A medida foi conhecida esta quarta-feira e pretende responder à ameaça da Comissão Europeia de aplicar sanções a nove países da União (UE), incluindo a Alemanha, por falta de propostas para a redução da poluição do ar nas cidades.

No final de janeiro, aqueles Estados-membros ultrapassaram regularmente os limites de emissões destinadas a proteger a saúde dos cidadãos face a dois poluentes: as partículas finas (PM10) e o dióxido de azoto(NO2).

Bona, Essen, Herrenberg, Reutlingen e Mannheim são as cidades visadas, para já, pela nova medida, que já foi comunicada a Bruxelas no dia 11 de fevereiro. O objetivo é reduzir o número de viaturas particulares em circulação, num país onde reina o automóvel e um bilhete para um transporte coletivo custa mais de dois euros (2,80 euros em Berlim e 2,90 em Munique, por exemplo).

Ainda assim, o número de utilizadores de transportes públicos tem vindo a aumentar nos últimos 20 anos.

Segundo a carta enviada à Comissão Europeia, e a que agência France Presse teve acesso, a medida envolve as autoridades regionais e locais e deverá ser concretizada "o mais tardar até ao final do ano", com viagens gratuitas nos autocarros, comboios e outros transportes coletivos.

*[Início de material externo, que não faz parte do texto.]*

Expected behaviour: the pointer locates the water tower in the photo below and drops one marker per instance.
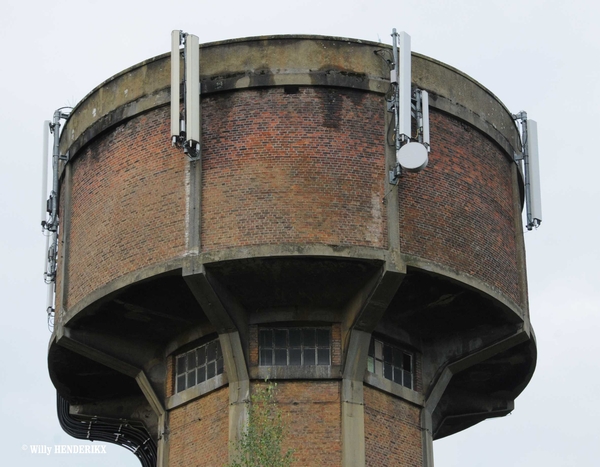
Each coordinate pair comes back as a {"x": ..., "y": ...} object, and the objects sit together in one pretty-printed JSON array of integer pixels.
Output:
[{"x": 248, "y": 209}]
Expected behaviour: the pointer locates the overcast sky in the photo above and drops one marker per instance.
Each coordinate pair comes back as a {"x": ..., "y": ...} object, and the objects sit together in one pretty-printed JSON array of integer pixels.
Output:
[{"x": 535, "y": 55}]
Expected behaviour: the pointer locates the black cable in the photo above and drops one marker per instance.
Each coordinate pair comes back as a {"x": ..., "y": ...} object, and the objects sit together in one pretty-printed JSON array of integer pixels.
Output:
[{"x": 130, "y": 434}]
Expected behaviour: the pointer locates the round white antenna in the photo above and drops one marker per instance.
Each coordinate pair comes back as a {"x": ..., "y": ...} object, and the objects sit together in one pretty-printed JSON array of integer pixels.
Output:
[{"x": 413, "y": 157}]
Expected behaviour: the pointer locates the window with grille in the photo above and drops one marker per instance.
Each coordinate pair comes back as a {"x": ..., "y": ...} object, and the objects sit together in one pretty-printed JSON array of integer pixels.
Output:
[
  {"x": 391, "y": 362},
  {"x": 294, "y": 346},
  {"x": 198, "y": 365}
]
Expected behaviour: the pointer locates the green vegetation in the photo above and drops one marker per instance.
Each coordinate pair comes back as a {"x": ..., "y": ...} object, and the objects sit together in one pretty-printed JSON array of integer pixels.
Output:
[{"x": 261, "y": 442}]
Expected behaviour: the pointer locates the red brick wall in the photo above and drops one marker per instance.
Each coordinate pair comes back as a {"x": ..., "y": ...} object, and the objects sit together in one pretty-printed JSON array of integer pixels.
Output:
[
  {"x": 392, "y": 431},
  {"x": 199, "y": 431},
  {"x": 313, "y": 412},
  {"x": 128, "y": 203},
  {"x": 285, "y": 168},
  {"x": 459, "y": 211}
]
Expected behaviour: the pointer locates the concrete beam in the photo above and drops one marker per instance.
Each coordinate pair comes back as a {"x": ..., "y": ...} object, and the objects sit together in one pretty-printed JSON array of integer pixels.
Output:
[{"x": 68, "y": 339}]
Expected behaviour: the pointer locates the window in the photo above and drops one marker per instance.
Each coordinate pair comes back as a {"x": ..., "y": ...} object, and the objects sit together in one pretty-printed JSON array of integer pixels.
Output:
[
  {"x": 198, "y": 365},
  {"x": 391, "y": 362},
  {"x": 294, "y": 346}
]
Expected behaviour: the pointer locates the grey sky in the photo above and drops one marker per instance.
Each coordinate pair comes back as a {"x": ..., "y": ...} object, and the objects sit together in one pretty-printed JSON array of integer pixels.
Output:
[{"x": 538, "y": 56}]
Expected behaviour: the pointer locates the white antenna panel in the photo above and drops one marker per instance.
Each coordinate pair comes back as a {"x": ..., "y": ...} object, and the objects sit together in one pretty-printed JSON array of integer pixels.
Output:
[
  {"x": 192, "y": 92},
  {"x": 404, "y": 85},
  {"x": 45, "y": 171},
  {"x": 413, "y": 157},
  {"x": 425, "y": 116},
  {"x": 175, "y": 83},
  {"x": 534, "y": 173}
]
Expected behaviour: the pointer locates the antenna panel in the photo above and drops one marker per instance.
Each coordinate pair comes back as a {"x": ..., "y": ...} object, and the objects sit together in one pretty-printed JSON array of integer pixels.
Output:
[
  {"x": 175, "y": 83},
  {"x": 192, "y": 91},
  {"x": 404, "y": 86},
  {"x": 413, "y": 157},
  {"x": 534, "y": 172},
  {"x": 45, "y": 171},
  {"x": 425, "y": 116}
]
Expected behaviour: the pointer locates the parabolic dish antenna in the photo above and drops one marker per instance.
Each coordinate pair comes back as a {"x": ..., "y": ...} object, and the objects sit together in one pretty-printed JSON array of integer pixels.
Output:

O projeto cria ainda novas regras sobre os limites de poluição e aumentar o número de transportes elétricos.

Mas as autoridades locais não parecem convencidas e querem saber como é que o governo federal vai financiar o projeto. Por exemplo, o presidente da Câmara de Bona, Ashok Sridharan, já alertou que terão de aumentar, subitamente e em grande quantidade, os autocarros e comboios ecológicos e que não conhece nenhum fornecedor que possa satisfazer tal encomenda num tão curto espaço de tempo.

No resto do mundo, as tentativas pontuais de estabelecer a gratuitidade nos transportes públicos têm-se verificado até agora impraticáveis, nomeadamente nos Estados Unidos, onde Seattle acabou por abandonar o projeto.